My father always said-- never judge a transaction or lack of one by the transaction itself. I was clueless as to its meaning until I became a lender. One time in the late 1980's... I noticed a trend in payments... 100% of them were the minimum. Now that may not seem important except that the portfolio was huge, so consistency was an anomaly and a flag. My boss respected me so I reported the situation and he listened. I suggested that to have 100% of payments all the minimum, that our best customers were hurting, our middle-grade customers were skirting and our worst were kiting. His reflection-- what then? I started making calls to our better customers and got disturbing replies. They were more than hurting... within two months the bankruptcy notices came. It was astounding-- great solid customers filing after tapping absolutely everything hoping to outrun prolonged stagnation. The crisis destroyed the portfolio and I went from a profit center to an allocated expense and legal.

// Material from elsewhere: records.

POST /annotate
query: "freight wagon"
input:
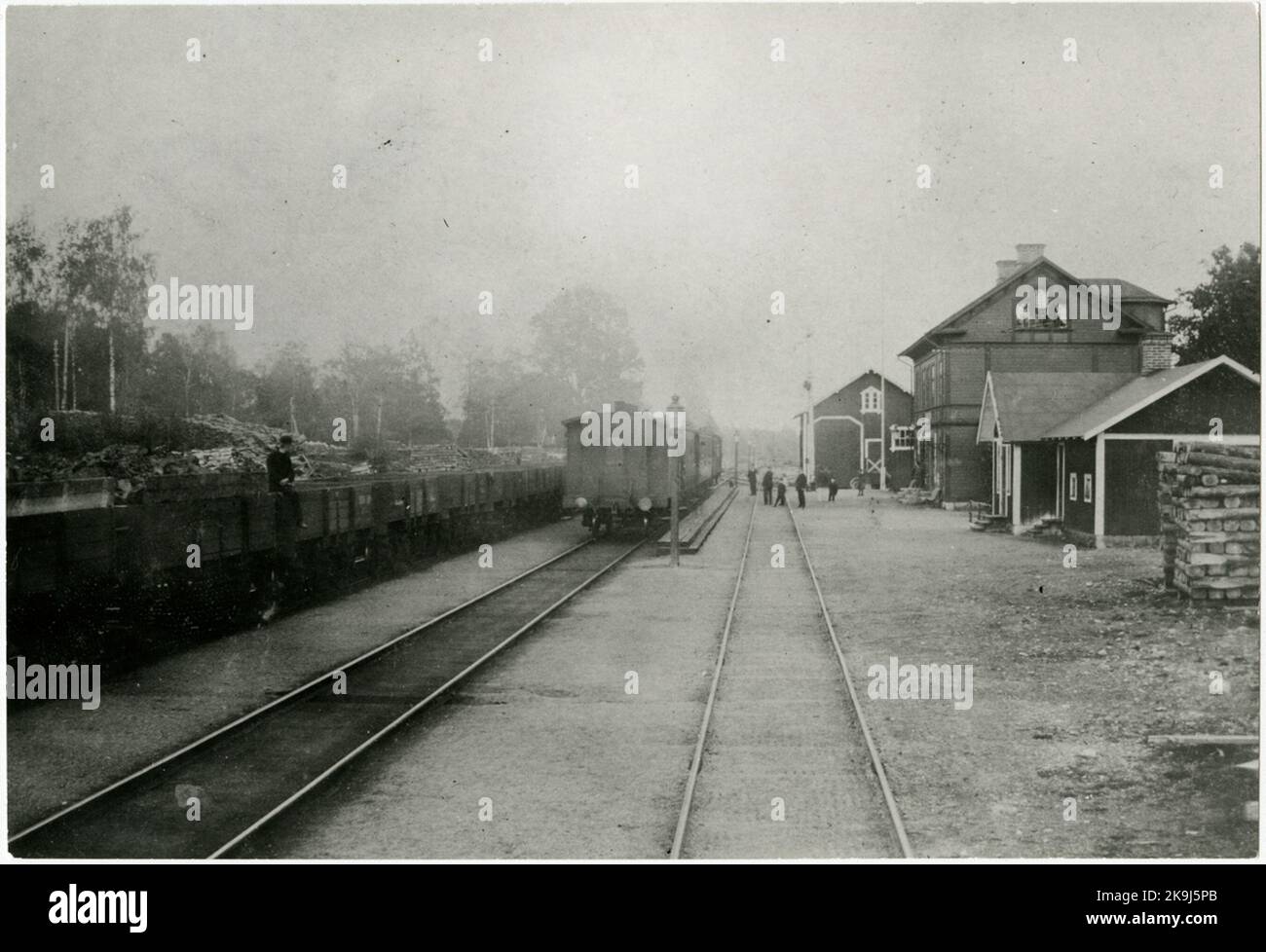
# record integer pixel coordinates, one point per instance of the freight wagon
(223, 543)
(614, 475)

IF I had collected as suggested, we would have lost the whole portfolio but I didn't do that. I accepted payments on principle outstanding and let those monies chunk down with making a penny off them. In fact, I incurred expenses for the handling. One day-- the economy turned and plenty of hurting damaged people suddenly found footing again. They came back to me and even though I had to charge some pretty high rates based on the condition of their credit, the mere fact that I had demonstration validated my approval to extend them credit again.

You should realize that we are at about 11:57 on the clock ticking away this corrupt era. The bottom falls out as the bell tolls on the criminal element. That will only leave victims. Be it credit borrowers who struggle but pay what they can or parents of piano students, demonstration is the key.